Born to a businessman and diplomat father in Bulgaria, Fritz Zwicky was initially sent to Switzerland to study commerce but ended up deviating to math and physics. He then moved to the U.S. to work with Caltech and gained fame for his research on what he called the supernova.
Johann Heinrich Lambert was a Swiss polymath whose contributions to the fields of physics, mathematics, map projections, astronomy, and philosophy are considered important by many scholars. He is credited with introducing hyperbolic functions into trigonometry. He is also credited with inventing a hygrometer, which is used to measure the quantity of water vapor in soil and air.
A close associate of Isaac Newton, Swiss mathematician Nicolas Fatio de Duillier, was, according to many, the reason for Newton’s nervous breakdown after they fell apart. He is best remembered for co-discovering the phenomenon of zodiacal light and for inventing the shadow theory of gravitation.

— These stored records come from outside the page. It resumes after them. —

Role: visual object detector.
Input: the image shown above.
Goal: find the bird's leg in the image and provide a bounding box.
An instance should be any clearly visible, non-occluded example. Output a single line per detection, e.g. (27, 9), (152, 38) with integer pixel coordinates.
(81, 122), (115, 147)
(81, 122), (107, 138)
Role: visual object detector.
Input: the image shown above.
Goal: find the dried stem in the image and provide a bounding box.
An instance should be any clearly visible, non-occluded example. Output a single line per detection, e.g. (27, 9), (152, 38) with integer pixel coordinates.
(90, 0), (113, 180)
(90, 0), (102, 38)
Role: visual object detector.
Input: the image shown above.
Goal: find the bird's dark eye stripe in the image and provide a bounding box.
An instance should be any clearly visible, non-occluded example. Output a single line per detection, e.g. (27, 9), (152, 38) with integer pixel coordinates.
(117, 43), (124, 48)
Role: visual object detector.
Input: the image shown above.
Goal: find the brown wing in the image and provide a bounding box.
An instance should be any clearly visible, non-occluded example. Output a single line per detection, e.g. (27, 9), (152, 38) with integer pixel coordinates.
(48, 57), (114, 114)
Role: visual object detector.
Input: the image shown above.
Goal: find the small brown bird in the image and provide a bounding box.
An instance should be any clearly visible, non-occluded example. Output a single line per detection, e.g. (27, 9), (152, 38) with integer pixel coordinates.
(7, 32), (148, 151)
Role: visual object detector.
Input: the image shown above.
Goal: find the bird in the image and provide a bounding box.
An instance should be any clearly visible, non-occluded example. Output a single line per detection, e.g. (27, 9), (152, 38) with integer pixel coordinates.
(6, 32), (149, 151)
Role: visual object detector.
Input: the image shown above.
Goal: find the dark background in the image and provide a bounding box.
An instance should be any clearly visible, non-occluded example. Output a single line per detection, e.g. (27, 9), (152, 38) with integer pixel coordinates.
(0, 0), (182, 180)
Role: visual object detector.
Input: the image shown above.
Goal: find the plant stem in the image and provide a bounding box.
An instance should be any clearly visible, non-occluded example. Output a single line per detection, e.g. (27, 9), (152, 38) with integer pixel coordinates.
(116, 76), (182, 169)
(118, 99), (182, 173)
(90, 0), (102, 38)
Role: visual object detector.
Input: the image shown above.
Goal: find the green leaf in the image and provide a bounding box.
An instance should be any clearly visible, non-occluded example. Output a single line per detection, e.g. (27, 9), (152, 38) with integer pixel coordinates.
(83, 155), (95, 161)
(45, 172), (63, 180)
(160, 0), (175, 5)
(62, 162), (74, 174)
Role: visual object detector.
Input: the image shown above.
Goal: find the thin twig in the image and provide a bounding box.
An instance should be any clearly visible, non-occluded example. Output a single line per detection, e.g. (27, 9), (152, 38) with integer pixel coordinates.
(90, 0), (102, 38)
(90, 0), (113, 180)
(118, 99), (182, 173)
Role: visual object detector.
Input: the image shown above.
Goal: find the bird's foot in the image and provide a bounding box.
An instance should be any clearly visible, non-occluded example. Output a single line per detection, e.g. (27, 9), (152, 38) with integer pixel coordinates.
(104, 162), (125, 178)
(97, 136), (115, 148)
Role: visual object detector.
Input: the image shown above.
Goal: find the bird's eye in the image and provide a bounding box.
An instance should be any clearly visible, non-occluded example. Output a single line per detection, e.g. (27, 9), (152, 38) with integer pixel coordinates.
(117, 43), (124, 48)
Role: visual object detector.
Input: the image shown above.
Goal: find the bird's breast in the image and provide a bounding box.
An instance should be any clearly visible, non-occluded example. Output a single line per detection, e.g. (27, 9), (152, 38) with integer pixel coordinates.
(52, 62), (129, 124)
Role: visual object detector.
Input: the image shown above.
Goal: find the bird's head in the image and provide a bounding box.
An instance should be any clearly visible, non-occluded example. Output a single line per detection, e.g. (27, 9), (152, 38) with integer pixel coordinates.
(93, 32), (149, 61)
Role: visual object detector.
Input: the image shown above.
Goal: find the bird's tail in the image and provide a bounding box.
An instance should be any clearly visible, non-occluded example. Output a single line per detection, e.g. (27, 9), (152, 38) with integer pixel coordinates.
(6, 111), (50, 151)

Astronaut Claude Nicollier scripted history by becoming the first Swiss person to travel into space. His 4 Space Shuttle missions include 2 missions for the servicing of the Hubble Space Telescope. He has also held electrical engineering and spatial technology classes at the École Polytechnique Fédérale in Lausanne.
Swiss astronomer Rudolf Wolf initially taught math and physics at the University of Bern and later switched to teaching astronomy. He then joined both the University of Zurich and ETH Zurich. Best remembered for his studies on sunspot activity, he established what are now known as Wolf’s sunspot numbers.